To prove that $\sum_{k=1}^{n}{{1}\over {k}} \ge \log n$

Question

To show that the series $\sum_{k=1}^{\infty} {{1}\over {k}}$ diverges ; I have to prove that $${\sum_{k=1}^{n}}{{1}\over{k}} \ge {\log n}$$ The given hint is that $${{1}\over {k}}\ge \int_k^{k+1} {1\over x} dx$$

Now,evaluating the RHS, say $$L=\int_k^{k+1} {1\over x} dx\\=\log(k+1)-\log\ k\\=\log(1+{1\over k})\\={1\over k}-{1\over{2k^2}}+{1\over {3k^3}}-......$$ How can I tell this is $L \le {1\over k}?$

If this part is proved then I guess the following is like :

$$\sum_{k=1}^n {1\over k}\ge\int_1^2{1\over x}dx +\int_2^3{1\over x}dx +....\int_n^{n+1} {1\over x} dx = \int_1^{n+1} {1\over x} dx=log(n+1)$$

How to reach the conclusion $?$ . This is going nowhere .

Answer 1

Hint: Use the telescopic nature of the expression $\log(k+1)-\log(k)$.

For example when $n=3$, you have shown that

$\frac{1}{1}+\frac{1}{2}+\frac{1}{3} \geq \log(2)-\log(1)+\log(3)-\log(2)+\log(4)-\log(3) = \log(4)-\log(1)$.

Take the limit as $n \to \infty$ and observe the expression on the right hand side of the inequality.

Answer 2

Hint $k \leq x \leq k+1$ thus $\frac{1}{x} \leq \frac{1}{k}$.

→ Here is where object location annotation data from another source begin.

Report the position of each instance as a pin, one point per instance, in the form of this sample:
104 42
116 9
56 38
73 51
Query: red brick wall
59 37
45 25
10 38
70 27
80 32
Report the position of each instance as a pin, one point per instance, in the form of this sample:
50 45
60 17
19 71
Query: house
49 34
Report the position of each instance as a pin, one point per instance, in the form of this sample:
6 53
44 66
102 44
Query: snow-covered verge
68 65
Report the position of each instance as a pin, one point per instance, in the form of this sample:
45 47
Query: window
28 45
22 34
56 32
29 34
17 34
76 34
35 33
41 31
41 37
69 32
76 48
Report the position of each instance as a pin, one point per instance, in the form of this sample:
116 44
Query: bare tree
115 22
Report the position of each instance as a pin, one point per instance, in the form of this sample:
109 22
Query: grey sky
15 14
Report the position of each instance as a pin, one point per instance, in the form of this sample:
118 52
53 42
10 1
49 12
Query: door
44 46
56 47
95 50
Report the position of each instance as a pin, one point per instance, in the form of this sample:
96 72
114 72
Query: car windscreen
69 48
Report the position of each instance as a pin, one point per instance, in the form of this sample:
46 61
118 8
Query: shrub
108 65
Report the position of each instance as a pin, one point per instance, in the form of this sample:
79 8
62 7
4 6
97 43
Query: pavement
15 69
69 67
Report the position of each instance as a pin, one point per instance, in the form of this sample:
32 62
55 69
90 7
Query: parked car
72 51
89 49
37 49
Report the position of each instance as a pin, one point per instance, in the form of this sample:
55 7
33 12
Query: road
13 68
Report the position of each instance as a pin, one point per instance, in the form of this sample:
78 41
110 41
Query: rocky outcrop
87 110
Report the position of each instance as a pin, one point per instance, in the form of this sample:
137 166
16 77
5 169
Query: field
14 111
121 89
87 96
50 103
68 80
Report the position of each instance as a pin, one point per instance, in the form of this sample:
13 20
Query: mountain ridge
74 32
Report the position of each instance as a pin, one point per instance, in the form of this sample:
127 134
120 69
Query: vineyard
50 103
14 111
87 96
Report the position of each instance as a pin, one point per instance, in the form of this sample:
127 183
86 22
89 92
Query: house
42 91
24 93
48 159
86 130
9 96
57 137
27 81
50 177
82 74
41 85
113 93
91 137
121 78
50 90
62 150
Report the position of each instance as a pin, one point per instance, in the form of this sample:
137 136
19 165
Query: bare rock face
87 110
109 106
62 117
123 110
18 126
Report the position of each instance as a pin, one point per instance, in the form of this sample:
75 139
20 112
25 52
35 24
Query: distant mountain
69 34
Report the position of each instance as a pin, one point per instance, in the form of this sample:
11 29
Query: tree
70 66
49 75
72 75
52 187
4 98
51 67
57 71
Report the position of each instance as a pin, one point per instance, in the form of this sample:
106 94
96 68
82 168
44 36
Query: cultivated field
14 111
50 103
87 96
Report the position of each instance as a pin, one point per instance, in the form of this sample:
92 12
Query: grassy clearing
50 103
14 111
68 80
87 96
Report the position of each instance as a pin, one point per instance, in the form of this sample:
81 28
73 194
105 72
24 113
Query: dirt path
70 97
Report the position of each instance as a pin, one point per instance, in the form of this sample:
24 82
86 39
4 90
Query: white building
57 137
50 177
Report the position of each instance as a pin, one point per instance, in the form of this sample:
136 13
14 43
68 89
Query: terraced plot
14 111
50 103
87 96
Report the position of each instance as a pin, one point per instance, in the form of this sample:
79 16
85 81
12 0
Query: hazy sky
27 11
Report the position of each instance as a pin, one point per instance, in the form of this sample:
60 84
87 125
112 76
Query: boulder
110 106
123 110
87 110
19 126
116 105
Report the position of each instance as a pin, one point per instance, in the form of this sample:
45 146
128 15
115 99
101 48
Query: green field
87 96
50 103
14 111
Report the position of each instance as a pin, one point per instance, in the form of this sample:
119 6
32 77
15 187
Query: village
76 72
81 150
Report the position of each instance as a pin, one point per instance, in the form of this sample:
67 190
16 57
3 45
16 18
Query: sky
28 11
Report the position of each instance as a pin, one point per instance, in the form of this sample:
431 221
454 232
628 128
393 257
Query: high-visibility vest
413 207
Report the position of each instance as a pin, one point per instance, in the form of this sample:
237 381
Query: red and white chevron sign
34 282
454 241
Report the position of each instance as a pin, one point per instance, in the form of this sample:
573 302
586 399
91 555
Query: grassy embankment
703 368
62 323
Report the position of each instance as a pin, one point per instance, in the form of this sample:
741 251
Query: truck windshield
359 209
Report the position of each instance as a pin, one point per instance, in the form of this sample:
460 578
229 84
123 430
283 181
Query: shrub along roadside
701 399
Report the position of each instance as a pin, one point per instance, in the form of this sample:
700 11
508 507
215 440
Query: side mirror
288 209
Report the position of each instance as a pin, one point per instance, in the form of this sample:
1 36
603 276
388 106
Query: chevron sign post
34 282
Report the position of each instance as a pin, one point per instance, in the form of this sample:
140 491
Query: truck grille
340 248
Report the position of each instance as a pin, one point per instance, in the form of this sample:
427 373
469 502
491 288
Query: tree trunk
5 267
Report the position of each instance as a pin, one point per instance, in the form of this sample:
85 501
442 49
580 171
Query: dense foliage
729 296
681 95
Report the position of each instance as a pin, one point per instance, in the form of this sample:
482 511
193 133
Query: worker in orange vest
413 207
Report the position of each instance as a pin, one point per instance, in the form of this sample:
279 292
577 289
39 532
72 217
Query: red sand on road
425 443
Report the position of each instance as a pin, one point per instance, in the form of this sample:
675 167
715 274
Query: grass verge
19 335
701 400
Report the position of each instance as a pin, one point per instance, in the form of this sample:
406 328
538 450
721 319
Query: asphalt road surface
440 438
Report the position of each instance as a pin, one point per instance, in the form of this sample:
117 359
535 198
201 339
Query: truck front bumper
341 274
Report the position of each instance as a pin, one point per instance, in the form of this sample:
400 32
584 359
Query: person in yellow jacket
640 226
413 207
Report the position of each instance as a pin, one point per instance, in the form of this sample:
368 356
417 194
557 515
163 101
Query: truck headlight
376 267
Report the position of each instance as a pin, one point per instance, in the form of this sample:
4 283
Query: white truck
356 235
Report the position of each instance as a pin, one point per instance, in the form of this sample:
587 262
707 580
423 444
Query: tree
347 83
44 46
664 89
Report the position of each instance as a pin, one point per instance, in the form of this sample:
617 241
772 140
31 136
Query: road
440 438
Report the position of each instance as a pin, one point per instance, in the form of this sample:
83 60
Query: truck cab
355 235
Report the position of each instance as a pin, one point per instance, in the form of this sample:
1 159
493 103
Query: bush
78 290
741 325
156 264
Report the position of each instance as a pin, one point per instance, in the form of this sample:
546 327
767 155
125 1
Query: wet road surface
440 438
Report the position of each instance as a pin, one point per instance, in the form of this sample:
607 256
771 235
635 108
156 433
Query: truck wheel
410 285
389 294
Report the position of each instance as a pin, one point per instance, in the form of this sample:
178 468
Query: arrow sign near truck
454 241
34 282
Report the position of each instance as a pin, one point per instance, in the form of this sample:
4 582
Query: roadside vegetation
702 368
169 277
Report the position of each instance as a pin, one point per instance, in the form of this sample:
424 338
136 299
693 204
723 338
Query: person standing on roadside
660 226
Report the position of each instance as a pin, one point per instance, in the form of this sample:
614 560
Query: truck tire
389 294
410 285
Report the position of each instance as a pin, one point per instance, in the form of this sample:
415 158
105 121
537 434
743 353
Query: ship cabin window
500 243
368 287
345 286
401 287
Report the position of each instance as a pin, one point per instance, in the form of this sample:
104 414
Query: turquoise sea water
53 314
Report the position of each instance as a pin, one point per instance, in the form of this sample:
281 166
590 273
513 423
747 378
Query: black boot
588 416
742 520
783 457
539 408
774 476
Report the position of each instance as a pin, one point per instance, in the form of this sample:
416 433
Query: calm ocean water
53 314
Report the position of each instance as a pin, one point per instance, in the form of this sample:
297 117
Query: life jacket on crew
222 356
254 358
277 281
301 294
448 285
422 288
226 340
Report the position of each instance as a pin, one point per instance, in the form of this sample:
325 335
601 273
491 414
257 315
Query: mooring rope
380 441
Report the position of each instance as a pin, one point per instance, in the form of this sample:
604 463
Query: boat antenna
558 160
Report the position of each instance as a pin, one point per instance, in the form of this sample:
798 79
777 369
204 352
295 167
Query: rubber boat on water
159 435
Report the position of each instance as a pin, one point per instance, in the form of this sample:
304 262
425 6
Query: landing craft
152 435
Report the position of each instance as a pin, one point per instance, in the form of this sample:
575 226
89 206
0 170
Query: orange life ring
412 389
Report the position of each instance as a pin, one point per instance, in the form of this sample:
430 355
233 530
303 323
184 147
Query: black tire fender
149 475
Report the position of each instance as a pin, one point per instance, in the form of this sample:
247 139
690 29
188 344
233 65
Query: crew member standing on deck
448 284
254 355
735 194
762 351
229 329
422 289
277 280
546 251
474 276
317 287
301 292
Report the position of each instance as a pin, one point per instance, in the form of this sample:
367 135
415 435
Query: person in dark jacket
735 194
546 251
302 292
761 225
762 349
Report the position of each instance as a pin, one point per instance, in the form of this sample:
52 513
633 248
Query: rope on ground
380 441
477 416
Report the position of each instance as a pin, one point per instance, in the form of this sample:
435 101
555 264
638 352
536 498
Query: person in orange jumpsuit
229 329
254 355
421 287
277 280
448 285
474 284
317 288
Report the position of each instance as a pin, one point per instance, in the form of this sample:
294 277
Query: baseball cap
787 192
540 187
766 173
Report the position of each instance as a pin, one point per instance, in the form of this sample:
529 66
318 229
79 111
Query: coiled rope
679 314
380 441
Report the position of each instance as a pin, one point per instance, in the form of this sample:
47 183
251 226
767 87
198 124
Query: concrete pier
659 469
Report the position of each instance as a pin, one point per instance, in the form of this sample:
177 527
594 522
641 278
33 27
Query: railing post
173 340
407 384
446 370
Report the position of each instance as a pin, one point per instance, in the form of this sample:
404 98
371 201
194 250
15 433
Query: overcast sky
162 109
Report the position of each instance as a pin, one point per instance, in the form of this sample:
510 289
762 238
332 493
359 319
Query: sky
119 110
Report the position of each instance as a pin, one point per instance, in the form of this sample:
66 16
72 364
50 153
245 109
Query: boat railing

$$L=\int_k^{k+1} {1\over x} dx \leq \int_k^{k+1} {1\over k} dx$$

Answer 3

$$\prod_{k=1}^{n-1}\left(1+\frac{1}{k}\right)=\prod_{k=1}^{n-1}\left(\frac{k+1}{k}\right)=n $$ hence by taking logs and exploiting $\log(1+x)\leq x$ for $|x|<1$ we have: $$ \log(n) = \sum_{k=1}^{n-1}\log\left(1+\frac{1}{k}\right) \leq \sum_{k=1}^{n-1}\frac{1}{k} $$ so $H_n>\log(n)$.

Answer 4

$$\begin{align}\frac 1k&\geq\int_k^{k+1} \frac 1xdx\\ \text{Sum from $k=1$ to $n$:}&\\ \sum_{k=1}^n\frac 1k&\geq \sum_{k=1}^n\int_k^{k+1}\frac 1xdx=\int_1^{n+1}\frac 1xdx=\log(n+1)\geq\log n \\ \sum_{k=1}^n\frac 1k&\geq\log n\quad\blacksquare \end{align}$$

Answer 5

The map $x \mapsto 1/x$ is stricly decreasing and the map $\log$ is strictly increasing , implying that for every $n \geq 1$ we have $$ \sum_{k=1}^{n}\frac{1}{k} \geq \int_{x = 1}^{n+1}\frac{1}{x} = \log (n+1) > \log (n). $$